The easiest book was probably Video Game Programming for Kids, which sold very, very well, and the VB for Teens book sold on par. For a programming book, it’s rare to sell more than 20,000 copies. Most of them sell in the < 5,000 range. Those two sold 20,000 each. The shortest writing times, the least amount of work and stress, for the biggest return. I don’t know what to make of that. But it causes me to ponder my approach to writing fiction.
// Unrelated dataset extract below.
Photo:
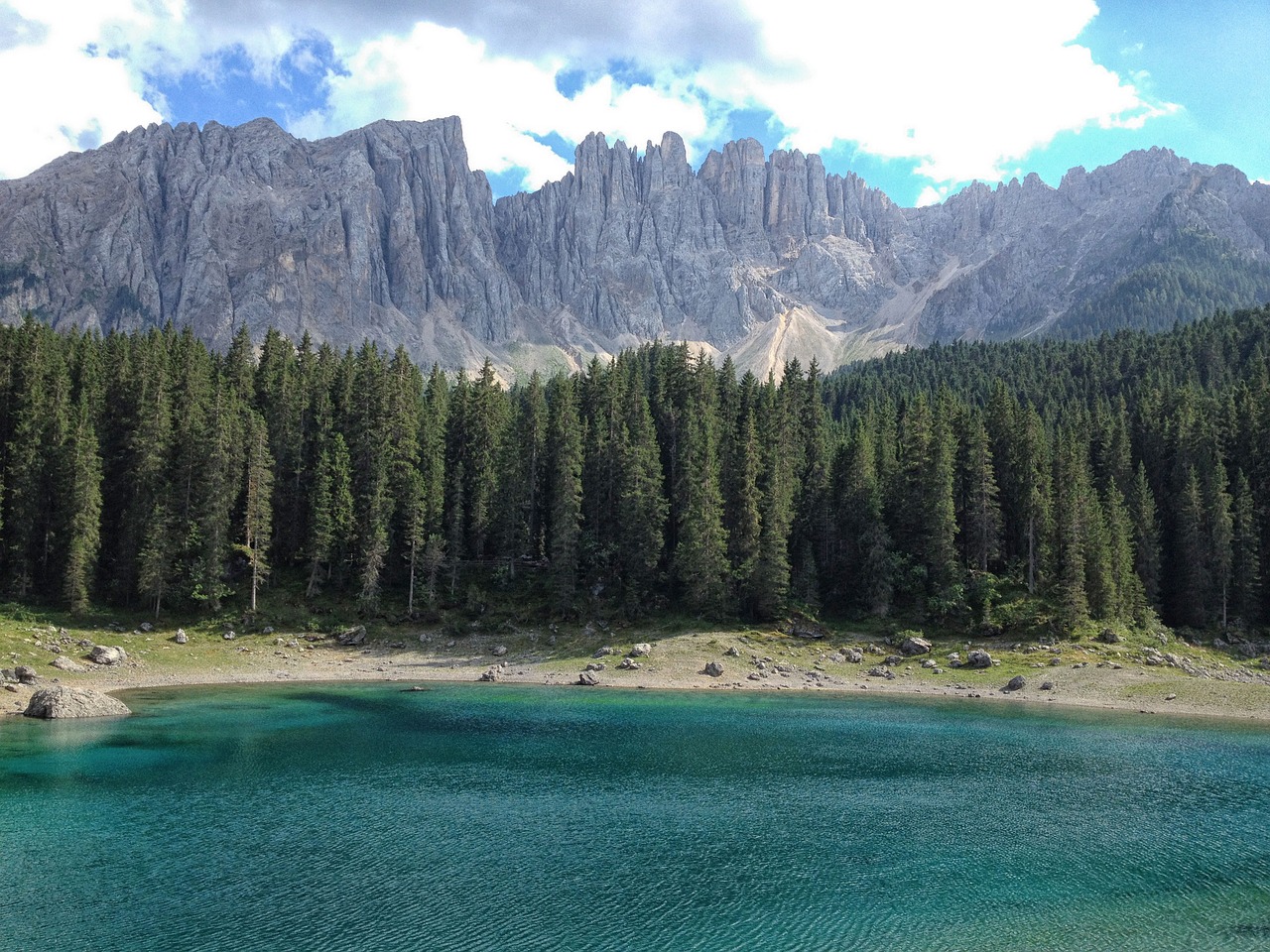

I released The Mandate of Earth in early 2015 and it quickly made it into the bestseller ranks alongside authors like Greg Bear and Orson Scott Card. Not bad for an indie with no marketing budget. But, after six months, sales dropped off completely. I’ve learned that this is fairly normal for fiction, especially in a niche market like “hard science fiction,” when sci-fi is already extremely niche. At any rate, that novel was a very long project of mine and I released it more for my own enjoyment than to make money. (It did bring in a good sum, too, while the hype lasted). I’d started that novel in 2003 during my lunch breaks at a job in Phoenix writing code for a healthcare company. 12 years later, after countless hours of revising and formatting (and learning the Kindle and paperback formatting), it was finally out in the world. I probably earned a dollar an hour on that novel, but it wasn’t about the money. That was a bonus. It sold about 1,000 copies (which is either good or bad, depending on your expectations for the indie market). I was thrilled with the sales. I would have enjoyed it if I could have retired–that’s the wish of every indie–but wasn’t expecting even 1,000. So, that was an enjoyable life achievement.

Lately, though, over the past two years, I’ve not been writing code or fiction, I’ve been driving thousands of miles per week in the family business. During that time, I’ve been taking notes. Any idea that occurs to me. The result is a document with 100 pages of story ideas. As soon as I find the time and energy, I’ll get back to writing.

And just to prove to myself that I haven’t lost my mojo, I challenged myself to write a mini-micro-short in a single evening, and pulled it off! I think it’s a pretty cool story about a time traveler who goes back to witness the death of Jesus Christ. I was tempted to post it but I’ll hold off until I figure out what I’m doing with this site, first.

Thanks for stopping by and reading (if you got this far). I would enjoy your comments if you care to share any.